I'm trying to conduct a meta-analysis for which the reported data in the articles I include must be in means and SD. I forgot to mention that I'm using RevMan 4.2 (from the Cochrane corporation) to do the calculations.

The problem is that most of the articles I included in my analysis reported their data as mean and range (not SD); example:
Duration of the operation was 165 (90-450) minutes. No SD Is there a way to calculate the SD if I know the mean, the range and the number of datapoints?

If there is a way to do that, please let me know as soon as possible.

Thanks #### quark

Is there a way to calculate the SD if I know the mean, the range and the number of datapoints?
It can't be done. Sorry.

#### bennyorit

##### New Member
I kind of figured that out myself already.
Thanks anyway.

#### PeterVincent

##### New Member
Bennyorit,

There is a way that you could get an approximation to the SD by using the empirical rule or Chebyshev's rule.

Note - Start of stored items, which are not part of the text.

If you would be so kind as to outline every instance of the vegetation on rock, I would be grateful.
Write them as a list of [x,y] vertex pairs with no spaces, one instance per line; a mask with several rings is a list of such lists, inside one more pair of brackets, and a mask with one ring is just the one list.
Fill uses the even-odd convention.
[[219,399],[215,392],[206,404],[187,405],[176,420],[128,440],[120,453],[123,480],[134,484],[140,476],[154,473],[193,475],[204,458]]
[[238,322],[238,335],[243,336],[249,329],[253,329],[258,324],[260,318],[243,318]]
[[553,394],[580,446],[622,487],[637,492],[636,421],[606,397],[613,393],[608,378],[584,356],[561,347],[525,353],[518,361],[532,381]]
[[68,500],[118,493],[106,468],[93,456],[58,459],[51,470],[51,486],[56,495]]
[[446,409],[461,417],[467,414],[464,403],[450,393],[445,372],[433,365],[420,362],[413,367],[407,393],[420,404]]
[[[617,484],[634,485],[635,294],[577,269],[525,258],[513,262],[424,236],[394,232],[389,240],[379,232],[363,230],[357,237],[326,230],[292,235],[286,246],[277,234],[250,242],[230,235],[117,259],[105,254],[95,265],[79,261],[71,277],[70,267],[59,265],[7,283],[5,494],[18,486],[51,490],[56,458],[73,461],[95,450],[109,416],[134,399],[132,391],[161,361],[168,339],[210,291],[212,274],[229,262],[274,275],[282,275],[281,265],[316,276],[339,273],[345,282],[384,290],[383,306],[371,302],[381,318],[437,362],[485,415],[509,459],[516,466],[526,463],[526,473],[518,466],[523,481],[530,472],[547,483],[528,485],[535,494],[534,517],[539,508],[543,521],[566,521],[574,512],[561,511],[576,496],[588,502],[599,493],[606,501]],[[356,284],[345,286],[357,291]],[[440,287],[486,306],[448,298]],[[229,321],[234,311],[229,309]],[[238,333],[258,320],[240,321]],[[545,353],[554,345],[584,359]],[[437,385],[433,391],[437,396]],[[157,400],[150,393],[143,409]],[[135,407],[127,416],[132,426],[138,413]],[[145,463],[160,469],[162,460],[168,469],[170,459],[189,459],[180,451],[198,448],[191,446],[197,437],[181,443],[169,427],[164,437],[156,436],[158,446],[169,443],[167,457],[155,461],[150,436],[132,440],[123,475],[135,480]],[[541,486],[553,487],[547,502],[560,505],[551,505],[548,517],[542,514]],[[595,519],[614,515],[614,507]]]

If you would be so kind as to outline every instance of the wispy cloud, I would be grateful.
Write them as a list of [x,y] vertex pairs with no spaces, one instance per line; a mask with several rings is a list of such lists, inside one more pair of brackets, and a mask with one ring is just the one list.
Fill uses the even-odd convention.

Chebyshev's rule: The proportion of observations that are within k standard deviations of the mean is at least 1 - 1/(k^2). This conservative rule applies to any distribution. If you were to estimate that at least 95% of the population values lie between 90-450, the range, the k value would be 4.472 so: 450 - 90 = 360, 2 * 4.472 = 8.944 standard deviations wide (4.472 each side of the mean). 360/8.944 = 40.25 ~~ 40. An estimate of SD is 40 minutes.

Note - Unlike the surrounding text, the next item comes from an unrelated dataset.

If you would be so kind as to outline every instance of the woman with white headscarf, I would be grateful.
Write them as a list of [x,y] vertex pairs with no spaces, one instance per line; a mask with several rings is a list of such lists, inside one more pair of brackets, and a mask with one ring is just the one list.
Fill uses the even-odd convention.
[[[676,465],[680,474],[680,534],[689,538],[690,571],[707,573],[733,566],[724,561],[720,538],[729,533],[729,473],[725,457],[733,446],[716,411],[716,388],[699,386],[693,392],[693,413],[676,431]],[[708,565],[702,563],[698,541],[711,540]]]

Empirical Rule: This only applies to Normal distributions. If you believe that the times are normally distributes this is less conservative and more precise.

Roughly 68% of the observations are within 1 standard deviation of the mean, roughly 95% of the observations are within 2 standard deviations of the mean, roughly 99.7% of the observations are within 1 standard deviation of the mean. If you were to estimate that 95% of the population values lie between 90-450, the corresponding value is 2, so: 450 - 90 = 360 is 2 * 2 = 4 standard deviations wide. 360/4 = 90. An estimate of SD is 90 minutes.

Peter